Хорошо, что АИК был приготовлен для другой операции, а она еще не началась. Хорошо, что станция дала кровь. Хорошо, что сердечная мышца у нее невыработанная и выдержала те лишние полтора часа, пока кровь привезли, сосуды обнажили, машину подключили.
Помню, что зло уже прошло и осталось только глухое отчаяние. Трудно было вшивать клапан, предсердие небольшое и желудочек — тоже, а клапан громоздкий. Но вшили. Шесть часов продолжалось со всякими простоями. «Спасибо, Михаил Иванович». — «Поди ты со своим спасибо!» Он два дня сидел около больной, не отходя.
Виноват? Не знаю. Разбирался потом на холодную голову. Он стоял потупившись. «Сначала не поддавался клапан, потом — раз! И сразу разъехался. Я и позвал вас...» Может, и так. Парень честный. А может, ему самому хочется, чтобы так было. Не знаю.
Дело прошлое.
Если клапан не подведет, то будет лучше своего. Ревматизм ему по крайней мере не страшен. «Если бы Господь Бог имел двести долларов, он бы поставил Адаму шариковый клапан». Это Старр, изобретатель, так говорил. Увлеченный.

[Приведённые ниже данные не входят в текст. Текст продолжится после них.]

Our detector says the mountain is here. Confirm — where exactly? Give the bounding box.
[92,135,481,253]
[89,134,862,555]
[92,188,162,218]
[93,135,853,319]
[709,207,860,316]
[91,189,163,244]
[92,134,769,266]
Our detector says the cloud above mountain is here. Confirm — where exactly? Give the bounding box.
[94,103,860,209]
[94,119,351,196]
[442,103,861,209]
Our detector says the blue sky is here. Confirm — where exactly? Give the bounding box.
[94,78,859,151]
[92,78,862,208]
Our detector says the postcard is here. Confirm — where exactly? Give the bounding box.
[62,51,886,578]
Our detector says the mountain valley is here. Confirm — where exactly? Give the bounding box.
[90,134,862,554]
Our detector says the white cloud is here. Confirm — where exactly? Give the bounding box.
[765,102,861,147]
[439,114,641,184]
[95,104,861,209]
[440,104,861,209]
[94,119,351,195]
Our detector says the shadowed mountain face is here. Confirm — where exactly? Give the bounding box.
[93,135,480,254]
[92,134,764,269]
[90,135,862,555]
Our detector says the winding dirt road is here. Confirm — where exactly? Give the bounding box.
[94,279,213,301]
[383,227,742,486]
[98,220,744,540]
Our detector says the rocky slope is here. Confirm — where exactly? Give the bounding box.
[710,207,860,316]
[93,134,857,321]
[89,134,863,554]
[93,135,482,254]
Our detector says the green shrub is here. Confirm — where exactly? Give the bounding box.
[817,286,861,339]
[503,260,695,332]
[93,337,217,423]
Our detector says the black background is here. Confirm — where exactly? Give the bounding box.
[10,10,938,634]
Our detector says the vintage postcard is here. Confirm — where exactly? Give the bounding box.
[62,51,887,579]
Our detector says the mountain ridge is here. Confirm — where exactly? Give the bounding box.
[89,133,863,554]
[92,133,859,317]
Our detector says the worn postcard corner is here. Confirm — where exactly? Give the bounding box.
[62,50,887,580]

Я сижу за сестринским столом и смотрю на листы наблюдений. А там, в мозгу, проносятся эти картины. Как сейчас.
Вернемся к жизни...
— Михаил Иванович, вы Валю вчера видели? Нашу Валю.
— Нет, а разве она была? Почему же ко мне не зашла?
— Вас куда-то увезли, она искала.
— И Мария Васильевна мне не сказала ничего сегодня. (Тревога. Неужели плохо?)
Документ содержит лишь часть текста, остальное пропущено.